Revolution Analytics, a Yale University data science spin-out, has been acquired by tech giant Microsoft for an unspecified sum.

Launched in 2007, Revolution has secured $38.7m in external funding. Intel Capital, the corporate venture capital arm of tech firm Intel, has been a repeat investor in the US-based firm, backing a series A in 2008 for an unspecified amount, and joining North Bridge Venture Partners in 2009 for a $16m series B. The firm held a series C with private backers in 2010 worth $13.4m, and North Bridge returned for a $7.3m round at the start of 2013. Revolution also secured $1.5m in debt financing in 2009.

Revolution is providing software and services based for R, a widely used open-source programming language for computing and predictive analytics. In a blog post, Joseph Sirosh, corporate vice president for machine learning at Microsoft, said the acquisition will better enable the firm to provide data insights and advanced analytics to customers.

Sirosh added: “Revolution Analytics provides an enterprise-class platform for the development and deployment of R-based analytic solutions that can scale across large data warehouses and Hadoop systems, and can integrate with enterprise systems. Its Revolution R product line, combined with its expert advisory services and training, help people and companies realize the potential of big data using sound statistical, scientific methodologies. Top customers include some of the world’s largest banks and financial services organizations, pharmaceutical companies, consulting services organizations, manufacturing and technology companies. Revolution Analytics is also an important part of the vibrant R community of over 2 million users worldwide. The company regularly contributes to open source R projects such as ParallelR, and RHadoop, and helps support more than 150 R user groups across the world.”

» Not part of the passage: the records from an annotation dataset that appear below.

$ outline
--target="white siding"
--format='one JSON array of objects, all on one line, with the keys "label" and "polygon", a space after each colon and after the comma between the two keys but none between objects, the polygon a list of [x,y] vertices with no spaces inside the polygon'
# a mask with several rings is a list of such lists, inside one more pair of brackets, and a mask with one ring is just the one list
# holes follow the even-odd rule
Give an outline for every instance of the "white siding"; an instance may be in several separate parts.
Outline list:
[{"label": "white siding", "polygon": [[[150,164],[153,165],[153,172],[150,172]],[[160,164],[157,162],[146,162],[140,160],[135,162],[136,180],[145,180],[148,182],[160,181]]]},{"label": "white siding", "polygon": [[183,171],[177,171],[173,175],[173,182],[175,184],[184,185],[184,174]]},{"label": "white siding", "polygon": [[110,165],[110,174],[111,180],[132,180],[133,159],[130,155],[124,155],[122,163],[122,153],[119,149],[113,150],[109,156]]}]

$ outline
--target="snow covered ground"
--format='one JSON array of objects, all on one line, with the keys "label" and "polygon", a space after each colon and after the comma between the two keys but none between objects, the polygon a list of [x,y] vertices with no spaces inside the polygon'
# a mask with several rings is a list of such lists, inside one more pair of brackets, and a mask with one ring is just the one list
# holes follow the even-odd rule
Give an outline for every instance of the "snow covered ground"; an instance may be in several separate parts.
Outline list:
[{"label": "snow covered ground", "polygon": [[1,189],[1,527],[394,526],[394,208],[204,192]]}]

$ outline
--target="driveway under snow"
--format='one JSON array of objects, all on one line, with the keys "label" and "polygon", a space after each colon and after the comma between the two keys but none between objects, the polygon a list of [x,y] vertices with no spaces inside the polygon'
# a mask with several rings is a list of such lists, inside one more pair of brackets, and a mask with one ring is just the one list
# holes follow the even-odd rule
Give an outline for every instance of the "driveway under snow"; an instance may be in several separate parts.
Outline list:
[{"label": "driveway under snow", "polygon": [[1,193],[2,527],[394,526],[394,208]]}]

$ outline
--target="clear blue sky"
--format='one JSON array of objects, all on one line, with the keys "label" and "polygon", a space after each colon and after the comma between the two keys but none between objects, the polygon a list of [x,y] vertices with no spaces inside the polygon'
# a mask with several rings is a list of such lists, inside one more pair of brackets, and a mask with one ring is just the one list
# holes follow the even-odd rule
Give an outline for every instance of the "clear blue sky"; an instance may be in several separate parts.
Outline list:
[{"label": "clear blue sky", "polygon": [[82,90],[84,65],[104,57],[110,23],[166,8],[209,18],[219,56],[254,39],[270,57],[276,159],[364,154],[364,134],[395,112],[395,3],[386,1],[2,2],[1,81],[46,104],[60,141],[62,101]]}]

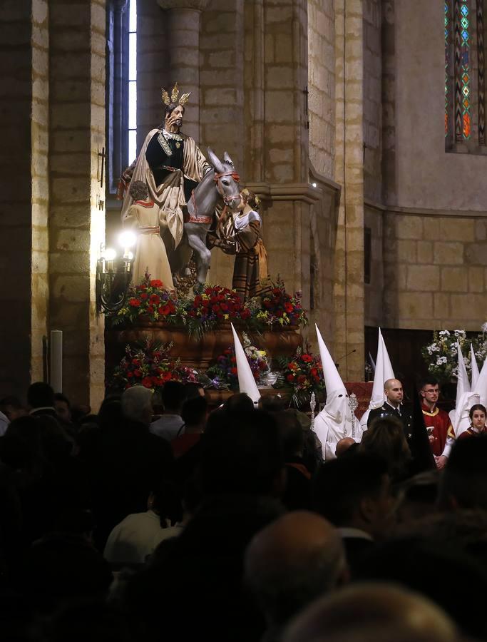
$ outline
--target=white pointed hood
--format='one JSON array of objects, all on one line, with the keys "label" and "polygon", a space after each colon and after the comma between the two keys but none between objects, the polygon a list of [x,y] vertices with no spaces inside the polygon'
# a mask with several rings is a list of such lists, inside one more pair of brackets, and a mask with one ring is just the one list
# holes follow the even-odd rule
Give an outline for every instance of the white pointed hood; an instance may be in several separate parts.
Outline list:
[{"label": "white pointed hood", "polygon": [[487,358],[483,362],[482,370],[475,386],[472,385],[472,392],[475,392],[480,397],[481,403],[485,406],[487,403]]},{"label": "white pointed hood", "polygon": [[475,352],[473,351],[473,346],[471,343],[470,344],[470,367],[472,370],[471,379],[473,390],[478,380],[480,372],[478,372],[478,366],[477,365],[477,360],[475,356]]},{"label": "white pointed hood", "polygon": [[382,337],[380,327],[379,328],[379,337],[377,340],[377,358],[376,360],[375,374],[374,375],[374,384],[372,386],[372,394],[370,397],[369,407],[362,416],[360,425],[363,430],[366,430],[367,419],[371,410],[380,408],[386,400],[384,392],[384,384],[388,379],[394,379],[394,372],[392,370],[391,360],[386,347],[386,344]]},{"label": "white pointed hood", "polygon": [[[455,431],[455,435],[458,437],[470,425],[468,411],[474,404],[480,402],[480,397],[474,391],[471,392],[468,375],[465,367],[465,361],[463,360],[460,343],[458,341],[456,342],[456,350],[458,355],[456,403],[455,404],[455,409],[450,412],[450,419]],[[483,368],[482,370],[483,370]],[[486,376],[487,376],[487,371],[486,371]],[[478,382],[477,382],[477,384],[478,384]]]},{"label": "white pointed hood", "polygon": [[[318,326],[315,327],[327,389],[327,402],[314,419],[314,431],[322,442],[323,459],[329,459],[335,457],[337,442],[352,435],[352,412],[347,389]],[[358,424],[357,421],[357,427]]]},{"label": "white pointed hood", "polygon": [[237,372],[238,374],[238,387],[240,392],[245,392],[256,404],[260,399],[260,393],[255,383],[254,375],[252,374],[249,362],[247,360],[245,351],[242,347],[238,335],[235,332],[233,324],[232,332],[233,332],[233,342],[235,347],[235,357],[237,359]]}]

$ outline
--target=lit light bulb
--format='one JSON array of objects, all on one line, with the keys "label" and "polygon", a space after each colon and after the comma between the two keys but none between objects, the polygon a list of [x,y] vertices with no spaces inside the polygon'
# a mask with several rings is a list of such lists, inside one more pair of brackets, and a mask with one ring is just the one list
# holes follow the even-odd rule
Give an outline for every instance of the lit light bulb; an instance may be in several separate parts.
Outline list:
[{"label": "lit light bulb", "polygon": [[130,232],[130,230],[125,230],[118,236],[118,243],[124,249],[132,248],[135,245],[136,242],[137,237],[133,232]]}]

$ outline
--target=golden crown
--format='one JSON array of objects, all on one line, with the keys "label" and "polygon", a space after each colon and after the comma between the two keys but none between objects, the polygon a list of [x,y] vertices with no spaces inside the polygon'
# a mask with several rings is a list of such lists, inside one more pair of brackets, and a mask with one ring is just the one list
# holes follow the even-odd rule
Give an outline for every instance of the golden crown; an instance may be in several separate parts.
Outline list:
[{"label": "golden crown", "polygon": [[170,105],[171,103],[178,103],[180,105],[184,106],[190,99],[191,92],[190,91],[188,93],[182,94],[179,100],[178,100],[178,96],[179,87],[178,86],[178,83],[175,83],[174,87],[173,87],[173,89],[171,91],[170,96],[169,96],[169,93],[165,91],[165,89],[163,87],[163,102],[165,105]]}]

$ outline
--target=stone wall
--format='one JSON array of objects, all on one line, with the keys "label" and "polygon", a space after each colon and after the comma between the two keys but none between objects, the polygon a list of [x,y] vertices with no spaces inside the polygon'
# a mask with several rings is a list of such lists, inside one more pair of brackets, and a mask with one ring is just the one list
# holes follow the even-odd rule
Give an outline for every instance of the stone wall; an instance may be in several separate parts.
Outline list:
[{"label": "stone wall", "polygon": [[335,146],[335,34],[332,0],[308,2],[309,160],[333,178]]},{"label": "stone wall", "polygon": [[[487,158],[445,153],[443,0],[396,0],[396,163],[388,205],[487,213]],[[440,28],[441,26],[441,28]]]},{"label": "stone wall", "polygon": [[384,325],[383,210],[366,205],[364,225],[370,230],[370,283],[364,284],[364,323],[366,326]]},{"label": "stone wall", "polygon": [[[345,10],[346,9],[346,10]],[[335,357],[344,380],[364,377],[363,14],[360,0],[335,2],[335,180],[342,185],[334,256]],[[327,341],[327,337],[324,337]],[[331,342],[330,342],[331,344]]]},{"label": "stone wall", "polygon": [[94,409],[104,396],[94,297],[105,231],[105,19],[104,0],[50,3],[49,325],[63,332],[64,392]]},{"label": "stone wall", "polygon": [[487,220],[387,212],[384,220],[387,327],[479,330],[486,320]]},{"label": "stone wall", "polygon": [[32,317],[31,378],[42,380],[48,297],[48,46],[47,0],[32,4]]},{"label": "stone wall", "polygon": [[0,390],[21,397],[42,375],[46,334],[46,11],[43,0],[0,4]]},{"label": "stone wall", "polygon": [[364,195],[382,196],[381,0],[364,0]]}]

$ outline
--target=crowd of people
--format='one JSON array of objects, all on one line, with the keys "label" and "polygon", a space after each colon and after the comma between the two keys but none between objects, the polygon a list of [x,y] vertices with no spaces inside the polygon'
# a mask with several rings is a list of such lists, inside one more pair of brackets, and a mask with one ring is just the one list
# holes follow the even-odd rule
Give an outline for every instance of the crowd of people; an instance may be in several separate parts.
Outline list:
[{"label": "crowd of people", "polygon": [[456,440],[437,382],[419,416],[388,385],[326,462],[277,396],[210,409],[170,382],[159,416],[143,387],[98,414],[42,382],[0,399],[4,639],[487,639],[486,409]]}]

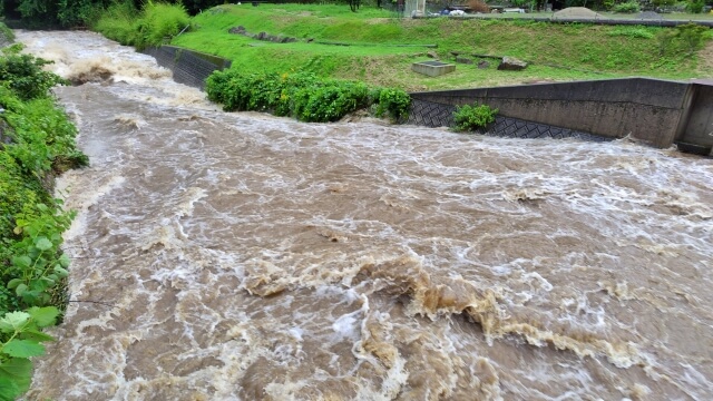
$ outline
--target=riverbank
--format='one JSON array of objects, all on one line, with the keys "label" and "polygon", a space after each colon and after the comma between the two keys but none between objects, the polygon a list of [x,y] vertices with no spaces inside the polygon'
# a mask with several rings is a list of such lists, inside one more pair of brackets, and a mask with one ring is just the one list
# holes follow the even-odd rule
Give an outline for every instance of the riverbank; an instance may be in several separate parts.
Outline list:
[{"label": "riverbank", "polygon": [[[192,28],[170,42],[227,58],[233,68],[245,72],[307,71],[410,91],[629,76],[713,76],[710,31],[691,52],[676,40],[663,41],[666,35],[675,35],[675,28],[393,17],[385,10],[351,13],[336,6],[229,4],[194,17]],[[295,41],[275,43],[229,32],[238,27],[247,33]],[[662,48],[667,45],[672,46]],[[416,61],[455,62],[456,53],[472,63],[457,63],[455,72],[441,77],[411,71]],[[498,61],[482,55],[511,56],[530,63],[524,71],[500,71]],[[478,68],[481,61],[487,63]]]},{"label": "riverbank", "polygon": [[[3,45],[12,32],[2,29]],[[88,164],[77,129],[50,92],[67,84],[48,61],[10,46],[0,55],[0,393],[26,392],[31,356],[45,353],[41,332],[68,302],[69,258],[62,233],[74,213],[52,196],[57,175]]]}]

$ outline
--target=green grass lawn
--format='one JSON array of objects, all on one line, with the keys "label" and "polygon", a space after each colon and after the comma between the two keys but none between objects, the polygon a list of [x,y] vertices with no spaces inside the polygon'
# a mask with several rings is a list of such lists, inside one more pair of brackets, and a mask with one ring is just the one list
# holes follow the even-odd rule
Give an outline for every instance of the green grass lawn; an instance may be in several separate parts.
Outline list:
[{"label": "green grass lawn", "polygon": [[[508,14],[506,14],[508,16]],[[511,16],[511,14],[510,14]],[[531,16],[531,14],[518,14]],[[392,12],[346,6],[261,4],[221,6],[193,18],[194,28],[173,39],[182,46],[233,60],[244,71],[311,71],[320,76],[359,79],[407,90],[432,90],[540,80],[602,79],[647,76],[668,79],[711,77],[697,53],[660,53],[657,32],[673,28],[612,27],[585,23],[554,25],[526,18],[410,19]],[[251,33],[297,38],[294,43],[272,43],[228,33],[243,26]],[[707,32],[710,41],[712,35]],[[341,42],[352,46],[329,46]],[[408,47],[401,47],[409,45]],[[437,45],[434,49],[422,47]],[[452,61],[451,51],[469,55],[512,56],[531,65],[519,72],[476,65],[457,66],[456,72],[430,78],[412,72],[427,52]]]}]

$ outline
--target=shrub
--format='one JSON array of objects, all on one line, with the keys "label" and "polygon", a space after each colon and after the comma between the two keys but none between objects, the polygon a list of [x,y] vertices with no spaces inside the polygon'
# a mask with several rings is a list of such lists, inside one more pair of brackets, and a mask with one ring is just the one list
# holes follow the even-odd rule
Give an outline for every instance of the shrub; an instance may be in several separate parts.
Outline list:
[{"label": "shrub", "polygon": [[140,41],[135,46],[159,46],[189,25],[191,17],[180,3],[168,4],[149,0],[144,6],[139,22]]},{"label": "shrub", "polygon": [[23,100],[47,96],[49,89],[67,81],[59,76],[45,71],[43,66],[52,61],[21,55],[23,46],[12,45],[2,49],[0,57],[0,84],[11,89]]},{"label": "shrub", "polygon": [[473,12],[490,13],[490,7],[482,0],[468,0],[467,6]]},{"label": "shrub", "polygon": [[408,116],[411,98],[400,89],[370,89],[365,84],[294,75],[213,72],[206,81],[211,101],[226,111],[267,111],[302,121],[329,123],[359,109],[377,106],[377,115],[393,120]]},{"label": "shrub", "polygon": [[377,117],[389,115],[393,121],[401,121],[409,116],[411,97],[402,89],[380,89]]},{"label": "shrub", "polygon": [[139,10],[131,1],[114,2],[98,18],[92,29],[121,45],[137,41]]},{"label": "shrub", "polygon": [[614,12],[635,13],[639,12],[641,10],[642,8],[638,6],[637,1],[627,1],[614,6]]},{"label": "shrub", "polygon": [[[62,212],[43,183],[53,172],[87,164],[75,145],[76,128],[57,107],[50,88],[62,80],[49,61],[0,55],[0,399],[27,391],[41,342],[64,307],[69,258],[61,233],[72,213]],[[10,139],[9,143],[7,139]],[[45,306],[45,307],[40,307]],[[21,311],[25,309],[25,311]]]},{"label": "shrub", "polygon": [[705,2],[703,0],[688,0],[686,3],[686,11],[691,13],[701,13],[703,12],[703,7],[705,7]]},{"label": "shrub", "polygon": [[476,131],[495,123],[498,109],[492,109],[488,105],[465,105],[456,107],[453,111],[453,130]]}]

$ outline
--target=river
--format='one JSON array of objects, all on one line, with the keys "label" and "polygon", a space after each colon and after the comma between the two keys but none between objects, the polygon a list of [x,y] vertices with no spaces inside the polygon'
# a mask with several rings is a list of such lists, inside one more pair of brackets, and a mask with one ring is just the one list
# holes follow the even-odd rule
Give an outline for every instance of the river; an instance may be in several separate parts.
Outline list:
[{"label": "river", "polygon": [[223,113],[90,32],[19,31],[91,166],[40,400],[705,400],[713,160]]}]

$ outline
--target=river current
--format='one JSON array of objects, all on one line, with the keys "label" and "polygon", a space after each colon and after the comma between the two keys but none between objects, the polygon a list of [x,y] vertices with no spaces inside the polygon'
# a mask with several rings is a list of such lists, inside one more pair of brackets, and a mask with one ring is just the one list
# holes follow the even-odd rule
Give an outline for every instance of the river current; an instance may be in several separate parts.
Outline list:
[{"label": "river current", "polygon": [[223,113],[19,31],[91,166],[29,400],[706,400],[713,160]]}]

David Smith, chief community officer at Revolution, also commented on the acquisition: “Microsoft might seem like a strange bedfellow for an open-source company, but the company continues to make great strides in the open-source arena recently. Microsoft has embraced Linux as a fully-supported operating system on its Azure cloud service. (CEO Satya Nadella proclaimed “Microsoft loves Linux” in foot-high letters at a press event back in October.) Microsoft supports Hadoop with Azure HDInsight and has partnered with Hortonworks to extend open-source Hadoop for the enterprise. (In 2013, Microsoft open-sourced REEF to provide a big-data analytics framework for YARN.)  The .NET Core is now open-source, providing an alternative developer framework to Java.”